First found in New Jersey in 1916, Japanese beetles eat more than 300 types of plants, including roses, grapes and hops. The adult beetles damage plants by skeletonizing the leaves. Adults also feed on buds, flowers and fruit on the plants and are frequently intercepted on fruit transported from the eastern U.S.

The Japanese beetle larvae are found in soil associated with the roots of host plants. They are common under turf and sod, and can be moved in potted plants, WSDA media relations coordinator Amber Betts said. She noted beetles can lay 60-100 eggs in their lifetime, meaning there will likely be many more than 24,000 beetles in southeast Yakima County this year.

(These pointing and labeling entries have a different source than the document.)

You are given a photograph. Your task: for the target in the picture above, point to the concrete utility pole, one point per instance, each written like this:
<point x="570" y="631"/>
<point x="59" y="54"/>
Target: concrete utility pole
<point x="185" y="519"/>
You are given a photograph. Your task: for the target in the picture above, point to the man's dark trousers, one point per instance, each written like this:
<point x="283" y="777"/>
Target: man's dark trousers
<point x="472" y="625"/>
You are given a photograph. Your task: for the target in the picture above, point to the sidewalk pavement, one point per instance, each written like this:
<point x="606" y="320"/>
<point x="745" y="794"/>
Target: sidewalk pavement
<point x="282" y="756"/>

The beetles are considered a threat to the high-value agricultural industry in the Yakima Valley. The state also is working to implement a 49-square mile quarantine area with Grandview at its center.

The spraying begins

After numerous education efforts both online and in person for the past six months, WSDA officials sought permission from Grandview property owners to treat their yards with the Acelepryn G insecticide, and more than 1,900 already have agreed, Acosta said.


Letters were sent to property owners in late March, and both paper and online permission forms continue to be returned as residents see the insecticide begin to be applied in their neighborhood, he added.

“We’re only treating properties where we have permission, but as we go out and start the treatments, people are signing up on the spot,” Acosta said Monday, as Senske employee Jon Doney sprayed the lawn around Smith’s home in central Grandview.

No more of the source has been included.